Между тем его наказание было для него хуже смерти: открыто объявленный предателем во Франции, признанный предателем во всех странах, он тщетно предлагал свою шпагу каждому королю, готовившемуся воевать с Францией; получив повсюду отказ, он жил на пенсион, который выплачивала ему Англия, и, не осмелившись вернуться в 1814 году во Францию, умер вдали от нее, оставив свое мертвое тело в изгнании, а память о себе отдав на суд потомства.

Перед тем как последовать за герцогом Шартрским в его долгом изгнании, которое ему тоже предстояло испытать, вернемся в Париж и посмотрим, какое влияние вскоре оказало его бегство на судьбу его друзей, его семьи, а главное, его отца.

XVII

Бегство герцога Шартрского, как нетрудно понять, напрямую отразилось на Филиппе Эгалите: он и Силлери немедленно явились в Комитет общественной безопасности и потребовали провести тщательное расследование их поведения, но это нисколько не разоружило мнительность Конвента. Комитет выписал ордеры на арест г-жи де Жанлис, генерала де Баланса, герцога Шартрского, герцога де Монпансье и, наконец, Монжуа и Сервана.

Странное дело, но все эти ордеры на арест исходили не от Конвента, а от комитета, не имевшего признанной власти, и были подписаны Дюэмом.

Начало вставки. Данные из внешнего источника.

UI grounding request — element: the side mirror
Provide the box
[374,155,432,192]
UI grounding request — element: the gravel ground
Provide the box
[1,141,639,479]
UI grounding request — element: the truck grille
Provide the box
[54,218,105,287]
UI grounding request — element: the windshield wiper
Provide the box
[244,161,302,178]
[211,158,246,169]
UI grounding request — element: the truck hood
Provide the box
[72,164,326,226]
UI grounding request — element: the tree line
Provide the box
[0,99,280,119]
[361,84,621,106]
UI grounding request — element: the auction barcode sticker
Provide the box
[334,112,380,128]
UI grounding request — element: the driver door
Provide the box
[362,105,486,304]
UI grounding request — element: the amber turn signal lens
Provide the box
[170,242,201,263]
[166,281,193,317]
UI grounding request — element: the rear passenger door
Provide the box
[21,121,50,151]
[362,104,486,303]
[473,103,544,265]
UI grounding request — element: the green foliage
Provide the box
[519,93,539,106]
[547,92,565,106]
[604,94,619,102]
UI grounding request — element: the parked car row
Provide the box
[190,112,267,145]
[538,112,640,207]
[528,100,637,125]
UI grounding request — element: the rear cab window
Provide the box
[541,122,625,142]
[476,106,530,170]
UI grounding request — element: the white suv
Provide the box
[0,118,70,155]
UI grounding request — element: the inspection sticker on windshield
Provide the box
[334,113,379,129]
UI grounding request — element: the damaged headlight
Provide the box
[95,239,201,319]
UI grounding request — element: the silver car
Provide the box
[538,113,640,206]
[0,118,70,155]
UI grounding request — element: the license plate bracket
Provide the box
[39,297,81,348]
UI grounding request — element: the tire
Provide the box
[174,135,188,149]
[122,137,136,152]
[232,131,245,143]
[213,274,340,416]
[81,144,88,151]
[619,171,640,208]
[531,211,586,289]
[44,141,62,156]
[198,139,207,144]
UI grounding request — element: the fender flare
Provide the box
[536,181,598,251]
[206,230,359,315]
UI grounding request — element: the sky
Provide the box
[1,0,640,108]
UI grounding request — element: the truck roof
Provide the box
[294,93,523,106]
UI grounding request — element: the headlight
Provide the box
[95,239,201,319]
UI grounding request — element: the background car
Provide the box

Жиронда торжествовала победу.

На трибуну поднялся Барбару.

— Пять месяцев тому назад, — сказал он, — мы изобличали в Национальном конвенте клику Орлеанов, и пять месяцев тому назад вы обзывали нас негодяями, поскольку мы постоянно восставали против этих честолюбцев. Однако сегодня вы понимаете, что мы были правы. И в самом деле, чего требует Дюмурье? Восстановления прежней конституции, конституции тысяча семьсот девяносто первого года. А кого призовет на трон эта прежняя конституция? Орлеана!

Седьмого апреля было предложено поместить под арест членов семьи Орлеанов.

На трибуну поднялся Шатонёф-Рандон.

— Я поддерживаю, — заявил он, — предложение поместить под арест жену и детей Баланса и гражданку Монтессон, но я требую также, чтобы эта мера была применена и к жене Эгалите; среди писем, которые были обнаружены у курьера, посланного Балансом, имеются два письма Эгалите-сына: одно адресовано матери, другое — отцу; в том, что написано отцу, он говорит: «Это Конвент низвергнул Францию в пропасть». Коль скоро Эгалите-сын высказывается в таком духе, вы понимаете, что нам важно обезопасить себя от его матери; и потому я требую, чтобы она была помещена под арест.

Вслед за Шатонёф-Рандоном на трибуну поднимается Левассёр и в свой черед восклицает:

— Пусть Конвент вспомнит, что, как сказано в протоколе, составленном тремя комиссарами Исполнительного совета, Дюмурье в присутствии Баланса и Эгалите-сына изложил не только свои убеждения, но и свои контрреволюционные замыслы, и мне не нужны иные доказательства их сообщничества. Если же сын Эгалите не разделяет взглядов Дюмурье, то он виновен хотя бы тем, что не заколол его, когда тот произносил подобные речи. Я требую, чтобы Эгалите-отец и Силлери были в равной степени взяты под надзор.